As an individual contributor, I focused on my code. I knew the word “constraint”, but only as a concept. I never thought about where constraints actually lived in a system or how to identify them.

In 2020, I read The Phoenix Project. It made sense, but didn’t stick. Two years later, in 2022, I read it again, this time through I was a manager responsible for team delivery. The book clicked. That summer, I picked up The Goal and The Unicorn Project. I wasn’t just curious about constraints anymore. I wanted to see how they worked in the real world. I was struggling to manage my team’s projects and needed tools to see what was really happening.

That reading introduced me to systems thinking and theory of constraints. I began to realize most problems aren’t local to the team, they’re systemic. If you only look at the team you’re on, you miss where the work comes from and where it goes. To find the real constraint, you have to zoom out.

Someone recently asked how to speed up a team. Should we add headcount? Was the manager blocking progress? Are the dev’s slow?

I spent time with the team and followed the flow of work. It turned out they weren’t slow. They were overloaded. Besides building software, they were managing tickets, clarifying requirements, and coordinating priorities. The engineers were doing work that should’ve been handled upstream.

The team wasn’t the primary problem. The system was.

When you can see the system, you stop guessing. You start solving the right problems.

Finding Your System’s Constraints

When teams seem slow, don’t add people right away.

Follow the work, not the workers. Pick a few tickets and trace their path from idea to deployment. Look for every handoff, approval, and queue.
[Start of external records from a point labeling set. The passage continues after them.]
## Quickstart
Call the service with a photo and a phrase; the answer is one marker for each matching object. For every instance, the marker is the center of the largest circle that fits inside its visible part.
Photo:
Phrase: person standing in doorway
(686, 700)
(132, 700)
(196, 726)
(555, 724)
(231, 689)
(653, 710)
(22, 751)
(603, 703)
How long is work idle versus active?

Count the hidden roles. Watch what your team actually does during a sprint. Are developers also acting as business analysts? Are they managing stakeholder expectations? Are they debugging integration issues that stem from unclear requirements?

Identify the work that flows downhill. Look for tasks that repeatedly land on your team’s plate. Are you surprised by what they are working on?

The constraint usually isn’t where you think it is. It’s in the handoffs, the unclear responsibilities, and the work that nobody officially owns but somehow becomes the development team’s problem.